Flight range and time, as well as autonomous flights in complex environments, are two challenges preventing quadcopters from being more widely used in the industry. This thesis reduces the effect of these two problems via several motion planning methods.
This thesis is composed of three parts. In the first part, two methods are proposed to improve the flight time (endurance) and distance (range) of quadcopters. The first method does so by finding the optimal flight speed using extremum seeking control. The second method extends the first method by finding the optimal flight sideslip as well as speed, and adds a step size adapter to the extremum seeking controller to improve its convergence speed. Both methods do not require the power consumption modeling of the quadcopters and can thus adapt to changing payloads and disturbances.
In the next part, we focus on the problem of fast collision avoidance flight in cluttered environments. First, we propose a computationally efficient memoryless planner for fast outdoor flights, using a depth camera for sensing obstacles and using the visual inertial odometry (VIO) for state estimation. Since the VIO may function poorly in areas with very few visual features or when the flight is overly aggressive. We then take the state estimation quality of the VIO into account during the trajectory planning. This perception-aware planner is able to guide the vehicle to areas with more VIO features and avoid overly aggressive trajectories. It improves the VIO's accuracy and reduces its failure rate, while only slightly reducing the flight speed.

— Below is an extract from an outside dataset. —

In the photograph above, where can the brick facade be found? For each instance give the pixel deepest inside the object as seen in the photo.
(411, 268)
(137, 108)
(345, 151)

Finally, an inertial navigation motion planning strategy is introduced. This state estimation method only requires the inertial measurement unit (IMU) and can be used as a backup when other methods fail. By breaking a long trajectory into multiple short "hopping trajectories'' and introducing zero velocity updates when the vehicle is stationary on the ground, the state estimation variance can be drastically reduced and can be used in closed-loop control of quadcopters.